Dr Alex Klein, a Lecturer within the School, has been awarded a three-year grant of 1.1 million Czech Crowns (c £36,000) by the Grant Agency of the Czech Republic for his research on ‘Economic Development and the Spirit of Capitalism in Central Europe: Protestant Reformation and the Economy
of the Czech Lands in the First Half of the Seventeenth Century’.
Recent economic literature has sought to resurrect Max Weber’s theory of a link between religion and economic performance, yet its findings lack robustness because they rely on aggregative data for entire regions or nations. The grant will enable Alex to improve on these approaches by focusing on the level at which religious beliefs are actually held and economic behaviour generated – the individual, household, and community.

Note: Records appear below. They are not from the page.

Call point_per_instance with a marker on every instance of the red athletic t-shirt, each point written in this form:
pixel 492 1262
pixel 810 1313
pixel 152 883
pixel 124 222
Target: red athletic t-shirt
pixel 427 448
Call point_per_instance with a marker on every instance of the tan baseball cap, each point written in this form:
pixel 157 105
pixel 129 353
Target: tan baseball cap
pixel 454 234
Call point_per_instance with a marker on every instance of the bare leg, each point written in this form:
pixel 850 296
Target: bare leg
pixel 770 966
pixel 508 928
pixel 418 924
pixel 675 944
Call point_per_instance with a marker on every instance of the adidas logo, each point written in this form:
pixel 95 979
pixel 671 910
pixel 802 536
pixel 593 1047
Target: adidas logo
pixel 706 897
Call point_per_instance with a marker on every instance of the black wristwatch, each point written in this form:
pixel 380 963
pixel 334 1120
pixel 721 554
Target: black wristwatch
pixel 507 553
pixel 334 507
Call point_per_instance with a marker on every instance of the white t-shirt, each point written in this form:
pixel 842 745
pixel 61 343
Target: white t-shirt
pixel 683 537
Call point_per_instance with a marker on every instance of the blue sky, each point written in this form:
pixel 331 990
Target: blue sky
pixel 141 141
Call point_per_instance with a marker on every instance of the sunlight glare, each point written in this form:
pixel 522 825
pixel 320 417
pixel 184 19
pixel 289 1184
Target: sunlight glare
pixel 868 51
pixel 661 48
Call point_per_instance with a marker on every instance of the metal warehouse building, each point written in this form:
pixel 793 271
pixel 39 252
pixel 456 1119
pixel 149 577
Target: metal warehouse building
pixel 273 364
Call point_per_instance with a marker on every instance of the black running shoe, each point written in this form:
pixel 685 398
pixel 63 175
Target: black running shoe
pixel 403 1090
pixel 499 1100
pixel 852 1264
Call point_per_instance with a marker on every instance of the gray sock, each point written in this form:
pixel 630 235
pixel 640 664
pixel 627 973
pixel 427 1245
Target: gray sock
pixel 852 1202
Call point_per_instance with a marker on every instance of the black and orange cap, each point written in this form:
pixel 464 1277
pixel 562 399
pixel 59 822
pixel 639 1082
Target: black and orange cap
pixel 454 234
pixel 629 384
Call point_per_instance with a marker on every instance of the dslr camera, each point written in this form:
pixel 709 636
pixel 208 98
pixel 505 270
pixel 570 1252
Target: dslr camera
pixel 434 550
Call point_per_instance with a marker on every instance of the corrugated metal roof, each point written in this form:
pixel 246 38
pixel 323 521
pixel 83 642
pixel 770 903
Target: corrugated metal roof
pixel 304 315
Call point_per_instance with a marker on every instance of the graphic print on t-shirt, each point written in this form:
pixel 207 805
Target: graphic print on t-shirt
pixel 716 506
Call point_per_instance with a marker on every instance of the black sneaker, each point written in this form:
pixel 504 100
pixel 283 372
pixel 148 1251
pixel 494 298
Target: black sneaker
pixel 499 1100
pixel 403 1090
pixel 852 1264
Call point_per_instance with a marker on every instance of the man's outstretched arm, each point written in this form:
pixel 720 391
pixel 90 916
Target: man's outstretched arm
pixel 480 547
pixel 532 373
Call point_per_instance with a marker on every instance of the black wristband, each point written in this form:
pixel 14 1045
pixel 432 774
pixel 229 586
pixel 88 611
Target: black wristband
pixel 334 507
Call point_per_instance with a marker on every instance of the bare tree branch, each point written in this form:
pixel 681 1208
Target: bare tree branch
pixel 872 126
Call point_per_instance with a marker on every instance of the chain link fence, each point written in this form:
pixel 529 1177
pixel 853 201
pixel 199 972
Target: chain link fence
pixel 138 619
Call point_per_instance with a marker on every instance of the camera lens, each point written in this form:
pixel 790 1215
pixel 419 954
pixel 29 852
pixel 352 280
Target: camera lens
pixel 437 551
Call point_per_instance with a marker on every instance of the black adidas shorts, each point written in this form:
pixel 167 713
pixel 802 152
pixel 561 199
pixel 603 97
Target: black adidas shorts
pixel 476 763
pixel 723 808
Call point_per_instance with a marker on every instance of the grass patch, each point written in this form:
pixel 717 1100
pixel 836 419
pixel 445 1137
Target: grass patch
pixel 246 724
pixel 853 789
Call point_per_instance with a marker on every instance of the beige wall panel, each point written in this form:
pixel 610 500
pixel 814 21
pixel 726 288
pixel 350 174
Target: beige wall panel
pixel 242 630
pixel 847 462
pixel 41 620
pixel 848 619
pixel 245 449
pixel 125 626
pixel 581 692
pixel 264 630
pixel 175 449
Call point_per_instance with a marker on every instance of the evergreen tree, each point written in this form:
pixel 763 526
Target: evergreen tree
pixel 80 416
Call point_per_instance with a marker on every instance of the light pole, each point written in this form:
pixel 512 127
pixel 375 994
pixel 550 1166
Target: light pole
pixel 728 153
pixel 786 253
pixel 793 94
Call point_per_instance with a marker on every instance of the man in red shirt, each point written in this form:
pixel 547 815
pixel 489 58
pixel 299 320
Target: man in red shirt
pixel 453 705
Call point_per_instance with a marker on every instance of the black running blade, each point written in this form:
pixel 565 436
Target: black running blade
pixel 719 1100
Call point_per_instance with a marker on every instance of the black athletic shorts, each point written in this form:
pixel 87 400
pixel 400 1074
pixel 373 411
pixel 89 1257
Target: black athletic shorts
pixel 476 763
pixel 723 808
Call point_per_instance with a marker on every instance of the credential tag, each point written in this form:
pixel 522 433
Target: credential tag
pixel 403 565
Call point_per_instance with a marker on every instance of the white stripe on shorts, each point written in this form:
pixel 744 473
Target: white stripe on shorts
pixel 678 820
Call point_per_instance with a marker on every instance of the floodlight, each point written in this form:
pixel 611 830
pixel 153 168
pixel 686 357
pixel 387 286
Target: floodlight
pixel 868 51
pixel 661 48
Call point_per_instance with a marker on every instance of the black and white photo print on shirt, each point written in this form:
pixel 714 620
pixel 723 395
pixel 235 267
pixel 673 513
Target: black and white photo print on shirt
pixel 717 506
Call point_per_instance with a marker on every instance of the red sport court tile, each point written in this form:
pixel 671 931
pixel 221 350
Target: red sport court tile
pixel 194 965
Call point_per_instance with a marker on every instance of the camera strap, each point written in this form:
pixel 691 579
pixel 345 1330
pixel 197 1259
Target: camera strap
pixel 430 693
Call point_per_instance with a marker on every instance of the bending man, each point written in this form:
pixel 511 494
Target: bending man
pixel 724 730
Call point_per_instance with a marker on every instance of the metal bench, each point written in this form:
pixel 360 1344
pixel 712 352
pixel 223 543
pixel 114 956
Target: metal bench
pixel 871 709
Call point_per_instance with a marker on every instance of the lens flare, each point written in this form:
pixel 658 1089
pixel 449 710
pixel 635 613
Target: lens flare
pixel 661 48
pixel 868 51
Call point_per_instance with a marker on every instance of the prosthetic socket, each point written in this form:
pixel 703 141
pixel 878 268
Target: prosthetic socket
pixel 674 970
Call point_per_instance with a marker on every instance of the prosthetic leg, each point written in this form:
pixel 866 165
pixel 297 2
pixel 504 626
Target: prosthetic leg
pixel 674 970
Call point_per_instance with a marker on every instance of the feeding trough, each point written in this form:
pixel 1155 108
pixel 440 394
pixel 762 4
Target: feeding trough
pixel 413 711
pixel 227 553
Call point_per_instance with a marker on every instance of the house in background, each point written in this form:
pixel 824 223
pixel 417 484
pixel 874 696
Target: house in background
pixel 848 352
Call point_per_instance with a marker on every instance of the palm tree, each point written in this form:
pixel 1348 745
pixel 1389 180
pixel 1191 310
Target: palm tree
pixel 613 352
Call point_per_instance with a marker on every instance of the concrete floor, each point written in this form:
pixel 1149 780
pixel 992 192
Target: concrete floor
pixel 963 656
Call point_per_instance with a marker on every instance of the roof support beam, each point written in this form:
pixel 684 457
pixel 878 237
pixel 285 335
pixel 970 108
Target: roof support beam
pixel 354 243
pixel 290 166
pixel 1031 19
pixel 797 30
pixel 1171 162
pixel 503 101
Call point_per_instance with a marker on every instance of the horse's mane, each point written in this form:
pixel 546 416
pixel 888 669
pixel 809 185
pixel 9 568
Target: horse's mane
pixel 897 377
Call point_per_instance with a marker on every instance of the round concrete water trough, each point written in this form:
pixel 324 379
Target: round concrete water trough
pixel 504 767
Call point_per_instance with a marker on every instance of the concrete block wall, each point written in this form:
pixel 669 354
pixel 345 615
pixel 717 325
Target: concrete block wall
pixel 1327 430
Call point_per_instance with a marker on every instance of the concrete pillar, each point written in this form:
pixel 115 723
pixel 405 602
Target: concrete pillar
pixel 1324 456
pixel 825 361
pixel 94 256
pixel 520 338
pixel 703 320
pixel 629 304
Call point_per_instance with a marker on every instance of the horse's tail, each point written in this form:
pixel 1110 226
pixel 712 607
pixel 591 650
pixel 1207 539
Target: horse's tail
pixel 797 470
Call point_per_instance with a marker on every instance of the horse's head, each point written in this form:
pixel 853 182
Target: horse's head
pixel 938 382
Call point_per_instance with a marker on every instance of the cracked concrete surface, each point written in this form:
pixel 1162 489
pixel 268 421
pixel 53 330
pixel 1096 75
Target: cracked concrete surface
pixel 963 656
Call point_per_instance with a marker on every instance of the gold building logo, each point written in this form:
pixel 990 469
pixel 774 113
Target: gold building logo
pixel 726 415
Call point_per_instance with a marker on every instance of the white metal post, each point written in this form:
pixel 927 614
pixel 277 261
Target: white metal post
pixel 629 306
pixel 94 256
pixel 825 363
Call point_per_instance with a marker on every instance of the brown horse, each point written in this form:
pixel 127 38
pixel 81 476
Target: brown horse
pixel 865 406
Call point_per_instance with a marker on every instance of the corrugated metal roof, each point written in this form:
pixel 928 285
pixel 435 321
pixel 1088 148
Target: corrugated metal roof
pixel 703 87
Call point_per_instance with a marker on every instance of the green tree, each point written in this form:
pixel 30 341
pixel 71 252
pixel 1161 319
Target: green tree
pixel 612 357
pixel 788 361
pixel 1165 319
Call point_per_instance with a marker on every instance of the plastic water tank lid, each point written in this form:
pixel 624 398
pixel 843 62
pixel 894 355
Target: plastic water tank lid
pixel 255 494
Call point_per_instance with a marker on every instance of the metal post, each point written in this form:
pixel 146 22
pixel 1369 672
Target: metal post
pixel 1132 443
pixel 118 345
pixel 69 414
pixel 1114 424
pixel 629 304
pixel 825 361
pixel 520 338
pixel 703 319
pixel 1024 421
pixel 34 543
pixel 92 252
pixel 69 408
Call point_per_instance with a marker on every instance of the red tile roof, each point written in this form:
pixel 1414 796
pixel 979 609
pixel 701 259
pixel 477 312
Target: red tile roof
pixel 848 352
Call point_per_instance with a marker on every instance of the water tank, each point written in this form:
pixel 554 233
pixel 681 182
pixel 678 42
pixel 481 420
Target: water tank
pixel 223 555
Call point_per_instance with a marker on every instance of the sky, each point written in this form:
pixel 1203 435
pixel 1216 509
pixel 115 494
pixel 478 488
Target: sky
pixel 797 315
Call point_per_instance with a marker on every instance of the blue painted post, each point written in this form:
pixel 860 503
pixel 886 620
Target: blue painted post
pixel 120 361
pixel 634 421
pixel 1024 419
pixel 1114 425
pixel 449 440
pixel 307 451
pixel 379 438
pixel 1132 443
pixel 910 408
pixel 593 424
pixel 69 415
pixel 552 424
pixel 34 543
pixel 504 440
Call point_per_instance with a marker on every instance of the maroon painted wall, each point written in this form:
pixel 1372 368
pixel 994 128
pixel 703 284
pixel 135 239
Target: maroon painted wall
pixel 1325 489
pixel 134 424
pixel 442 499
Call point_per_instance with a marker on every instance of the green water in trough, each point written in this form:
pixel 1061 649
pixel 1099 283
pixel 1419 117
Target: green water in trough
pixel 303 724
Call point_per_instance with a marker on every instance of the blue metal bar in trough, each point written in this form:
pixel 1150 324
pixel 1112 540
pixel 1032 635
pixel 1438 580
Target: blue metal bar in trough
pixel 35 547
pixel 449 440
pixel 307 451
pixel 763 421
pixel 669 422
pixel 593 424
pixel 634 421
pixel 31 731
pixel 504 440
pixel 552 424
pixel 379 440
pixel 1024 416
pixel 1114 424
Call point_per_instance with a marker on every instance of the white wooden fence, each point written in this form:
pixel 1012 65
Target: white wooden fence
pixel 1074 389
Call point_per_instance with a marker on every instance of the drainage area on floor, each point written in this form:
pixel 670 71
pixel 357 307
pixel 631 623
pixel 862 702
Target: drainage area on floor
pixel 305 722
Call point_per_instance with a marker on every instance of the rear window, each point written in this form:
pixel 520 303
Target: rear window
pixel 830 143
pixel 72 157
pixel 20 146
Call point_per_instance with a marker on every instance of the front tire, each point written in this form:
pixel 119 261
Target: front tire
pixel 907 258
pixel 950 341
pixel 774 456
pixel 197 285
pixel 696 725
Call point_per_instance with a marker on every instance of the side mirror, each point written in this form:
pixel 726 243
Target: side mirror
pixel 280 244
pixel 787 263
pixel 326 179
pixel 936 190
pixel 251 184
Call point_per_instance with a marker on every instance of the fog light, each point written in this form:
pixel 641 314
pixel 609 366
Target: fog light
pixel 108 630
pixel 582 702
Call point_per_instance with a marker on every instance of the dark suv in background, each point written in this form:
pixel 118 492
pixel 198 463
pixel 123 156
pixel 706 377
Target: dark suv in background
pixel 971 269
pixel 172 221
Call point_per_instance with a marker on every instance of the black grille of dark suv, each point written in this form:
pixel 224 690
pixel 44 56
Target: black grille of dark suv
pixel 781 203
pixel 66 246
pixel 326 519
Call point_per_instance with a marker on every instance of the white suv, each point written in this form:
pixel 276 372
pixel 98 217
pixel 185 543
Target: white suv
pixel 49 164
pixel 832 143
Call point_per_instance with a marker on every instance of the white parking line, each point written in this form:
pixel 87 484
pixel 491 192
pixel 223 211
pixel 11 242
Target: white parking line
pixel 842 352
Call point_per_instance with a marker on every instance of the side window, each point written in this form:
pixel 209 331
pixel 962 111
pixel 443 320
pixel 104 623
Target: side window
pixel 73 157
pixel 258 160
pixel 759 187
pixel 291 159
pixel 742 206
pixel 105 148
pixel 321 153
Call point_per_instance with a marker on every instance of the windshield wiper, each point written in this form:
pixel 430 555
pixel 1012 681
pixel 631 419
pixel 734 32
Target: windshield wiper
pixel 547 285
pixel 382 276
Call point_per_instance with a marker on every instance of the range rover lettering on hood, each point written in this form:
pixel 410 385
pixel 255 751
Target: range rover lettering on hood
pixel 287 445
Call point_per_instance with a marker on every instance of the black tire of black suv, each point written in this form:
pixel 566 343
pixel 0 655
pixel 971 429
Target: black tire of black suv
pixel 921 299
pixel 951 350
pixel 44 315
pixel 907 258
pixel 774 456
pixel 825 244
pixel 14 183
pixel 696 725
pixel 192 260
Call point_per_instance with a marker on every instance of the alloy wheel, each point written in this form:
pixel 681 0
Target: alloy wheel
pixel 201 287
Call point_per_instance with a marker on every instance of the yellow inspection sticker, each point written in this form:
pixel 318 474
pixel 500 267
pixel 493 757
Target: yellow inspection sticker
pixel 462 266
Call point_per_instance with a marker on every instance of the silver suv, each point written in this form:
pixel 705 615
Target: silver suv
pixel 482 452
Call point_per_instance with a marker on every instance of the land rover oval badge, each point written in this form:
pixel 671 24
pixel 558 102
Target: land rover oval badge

The 1651 religious census and the 1654 tax register for the Czech lands recorded religious and economic characteristics for many thousands of individuals and households. Mid-seventeenth-century Bohemia is an ideal laboratory for exploring Weberian hypotheses, since it was characterized by huge religious variation immediately after the Thirty Years War. It also lies at a key economic juncture between pre-war economic dynamism and an increasing severity of manorial controls and heavy state extraction.
This project applies modern economic theory and econometric approaches to these extraordinary Czech data to improve our understanding of links between religion and economics.